Young people have also mobilized in large numbers. "The elections are not just for adults or the elderly, but they are also for young people, because they represent the country's wealth. It is up to us, young people, to become aware and to come out in masses to vote, because it is our right. Tomorrow we will be the leaders of this country. Everyone must vote," said Nde Cyril Marechal, 24, a dressmaking student.

Central African Republic was able to meet the challenge of organizing these elections, which were qualified by the biggest election sceptics as wrought with uncertainty, because of several factors derived from and initiatives by national and international partners in the Central African election process.

Also, the National Election Authority with the support of the Integrated Electoral Assistance of the United Nations (UNDP and MINUSCA) has taken steps to ensure that the elections take place in a peaceful climate.  Accordingly, civic education campaigns were held across the country, candidate representatives were trained, the training of electoral agents was strengthened, and the acquisition and delivery of voting materials well in advance enabled an effective deployment.

"Today’s voting is an essential step towards peace, which will allow the Central African Republic to revive democracy and development.

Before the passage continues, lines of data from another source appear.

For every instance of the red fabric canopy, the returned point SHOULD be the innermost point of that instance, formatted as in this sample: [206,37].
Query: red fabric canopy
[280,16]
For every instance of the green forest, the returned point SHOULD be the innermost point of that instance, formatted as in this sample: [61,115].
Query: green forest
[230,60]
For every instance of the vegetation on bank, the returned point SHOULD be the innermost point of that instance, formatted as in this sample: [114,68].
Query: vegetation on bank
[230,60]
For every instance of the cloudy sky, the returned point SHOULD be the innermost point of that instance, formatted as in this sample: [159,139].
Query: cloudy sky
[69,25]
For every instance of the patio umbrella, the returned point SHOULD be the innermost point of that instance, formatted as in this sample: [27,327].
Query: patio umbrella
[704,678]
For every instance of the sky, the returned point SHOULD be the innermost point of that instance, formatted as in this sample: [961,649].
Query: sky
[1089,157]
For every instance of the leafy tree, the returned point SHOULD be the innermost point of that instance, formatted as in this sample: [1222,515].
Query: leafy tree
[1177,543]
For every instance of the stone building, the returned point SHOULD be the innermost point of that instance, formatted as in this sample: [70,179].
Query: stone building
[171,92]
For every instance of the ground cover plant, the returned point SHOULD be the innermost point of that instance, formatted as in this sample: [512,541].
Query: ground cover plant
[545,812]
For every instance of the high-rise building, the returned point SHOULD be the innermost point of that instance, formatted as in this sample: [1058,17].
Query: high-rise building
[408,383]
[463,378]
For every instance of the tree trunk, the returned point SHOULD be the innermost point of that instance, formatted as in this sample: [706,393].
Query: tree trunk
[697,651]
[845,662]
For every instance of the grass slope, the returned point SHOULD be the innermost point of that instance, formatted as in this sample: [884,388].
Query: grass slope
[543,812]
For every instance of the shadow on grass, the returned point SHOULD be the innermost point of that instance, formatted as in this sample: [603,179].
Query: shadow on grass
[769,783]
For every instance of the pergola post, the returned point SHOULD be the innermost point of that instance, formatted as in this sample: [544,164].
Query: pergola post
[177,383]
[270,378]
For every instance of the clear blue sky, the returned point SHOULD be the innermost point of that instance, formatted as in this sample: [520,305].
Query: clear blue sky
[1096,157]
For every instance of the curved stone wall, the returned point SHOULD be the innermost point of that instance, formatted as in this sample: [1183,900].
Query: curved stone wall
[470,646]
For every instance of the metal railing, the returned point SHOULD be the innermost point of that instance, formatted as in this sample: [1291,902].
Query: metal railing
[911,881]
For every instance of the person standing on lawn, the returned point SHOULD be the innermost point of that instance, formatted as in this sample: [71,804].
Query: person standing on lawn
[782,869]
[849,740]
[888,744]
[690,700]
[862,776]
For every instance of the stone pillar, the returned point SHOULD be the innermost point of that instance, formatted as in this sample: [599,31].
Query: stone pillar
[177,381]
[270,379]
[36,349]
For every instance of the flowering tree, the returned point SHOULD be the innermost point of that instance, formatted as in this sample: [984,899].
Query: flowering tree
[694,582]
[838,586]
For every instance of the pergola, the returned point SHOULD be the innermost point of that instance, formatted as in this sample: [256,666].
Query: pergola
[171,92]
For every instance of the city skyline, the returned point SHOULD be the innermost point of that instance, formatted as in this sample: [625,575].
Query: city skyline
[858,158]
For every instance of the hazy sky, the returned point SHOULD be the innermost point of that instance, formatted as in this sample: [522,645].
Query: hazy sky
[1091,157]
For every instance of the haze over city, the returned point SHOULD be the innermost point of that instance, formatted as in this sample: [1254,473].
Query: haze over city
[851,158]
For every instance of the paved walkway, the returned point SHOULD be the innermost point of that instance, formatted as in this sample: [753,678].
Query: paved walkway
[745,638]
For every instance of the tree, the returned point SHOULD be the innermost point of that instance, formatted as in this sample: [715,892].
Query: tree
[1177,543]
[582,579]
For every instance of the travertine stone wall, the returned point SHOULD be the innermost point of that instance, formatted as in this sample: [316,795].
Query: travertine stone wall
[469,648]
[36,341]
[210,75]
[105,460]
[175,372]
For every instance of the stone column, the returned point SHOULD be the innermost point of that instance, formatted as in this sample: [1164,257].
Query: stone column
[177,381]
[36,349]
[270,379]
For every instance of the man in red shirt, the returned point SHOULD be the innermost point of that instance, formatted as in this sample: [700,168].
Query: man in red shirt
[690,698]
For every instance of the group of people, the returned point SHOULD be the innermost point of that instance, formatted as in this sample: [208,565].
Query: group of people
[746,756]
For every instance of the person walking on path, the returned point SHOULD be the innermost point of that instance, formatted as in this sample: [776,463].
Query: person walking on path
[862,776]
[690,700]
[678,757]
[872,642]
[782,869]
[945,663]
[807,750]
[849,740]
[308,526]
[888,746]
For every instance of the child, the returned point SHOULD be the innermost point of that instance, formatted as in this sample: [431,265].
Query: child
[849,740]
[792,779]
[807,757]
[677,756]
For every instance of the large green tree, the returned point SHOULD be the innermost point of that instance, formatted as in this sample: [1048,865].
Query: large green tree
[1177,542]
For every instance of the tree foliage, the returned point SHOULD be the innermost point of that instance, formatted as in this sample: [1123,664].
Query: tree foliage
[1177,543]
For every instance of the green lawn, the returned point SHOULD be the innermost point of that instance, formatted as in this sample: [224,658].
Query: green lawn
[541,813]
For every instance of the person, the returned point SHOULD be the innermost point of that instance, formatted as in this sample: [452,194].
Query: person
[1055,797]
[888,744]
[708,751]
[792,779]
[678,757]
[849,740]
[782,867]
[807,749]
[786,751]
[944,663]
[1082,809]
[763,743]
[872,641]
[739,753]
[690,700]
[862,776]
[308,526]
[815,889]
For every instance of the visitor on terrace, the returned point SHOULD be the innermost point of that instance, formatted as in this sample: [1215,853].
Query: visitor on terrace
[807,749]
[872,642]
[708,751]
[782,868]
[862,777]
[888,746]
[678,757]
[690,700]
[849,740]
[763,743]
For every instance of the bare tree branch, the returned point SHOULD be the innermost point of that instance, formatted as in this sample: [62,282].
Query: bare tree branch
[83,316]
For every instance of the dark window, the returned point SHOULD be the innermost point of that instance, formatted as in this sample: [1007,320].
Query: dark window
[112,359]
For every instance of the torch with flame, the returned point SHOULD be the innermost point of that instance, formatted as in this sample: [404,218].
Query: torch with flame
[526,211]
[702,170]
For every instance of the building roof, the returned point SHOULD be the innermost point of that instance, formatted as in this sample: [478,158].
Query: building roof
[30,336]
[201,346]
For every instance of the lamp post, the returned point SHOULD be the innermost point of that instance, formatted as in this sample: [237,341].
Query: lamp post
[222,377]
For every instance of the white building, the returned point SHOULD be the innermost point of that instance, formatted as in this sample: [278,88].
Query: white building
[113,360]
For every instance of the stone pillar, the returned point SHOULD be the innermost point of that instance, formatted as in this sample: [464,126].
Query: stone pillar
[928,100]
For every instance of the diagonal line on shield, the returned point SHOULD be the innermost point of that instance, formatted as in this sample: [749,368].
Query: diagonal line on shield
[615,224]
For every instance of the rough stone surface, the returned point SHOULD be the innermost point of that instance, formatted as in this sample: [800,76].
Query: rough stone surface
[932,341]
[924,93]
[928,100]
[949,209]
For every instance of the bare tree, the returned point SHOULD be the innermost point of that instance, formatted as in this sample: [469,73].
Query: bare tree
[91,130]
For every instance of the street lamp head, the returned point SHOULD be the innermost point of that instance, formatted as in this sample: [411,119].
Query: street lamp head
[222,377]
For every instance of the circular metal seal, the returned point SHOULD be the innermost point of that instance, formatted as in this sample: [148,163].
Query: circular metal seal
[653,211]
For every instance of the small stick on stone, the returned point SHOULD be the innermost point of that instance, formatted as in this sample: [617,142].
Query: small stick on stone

The whole world wants Central African Republic to recover from this crisis that has lasted too long," said UNDP Resident Representative and Deputy Special Representative of the Secretary-General of the United Nations, Aurélien Agbénonci.

According to the Special Representative of the Secretary-General of the United Nations, Parfait Onanga-Anyanga, who led a review meeting in the presence of ambassadors and heads of mission at the MINUSCA headquarters, the vote took place without major incident throughout the national territory and the wait for the results should be calm and peaceful.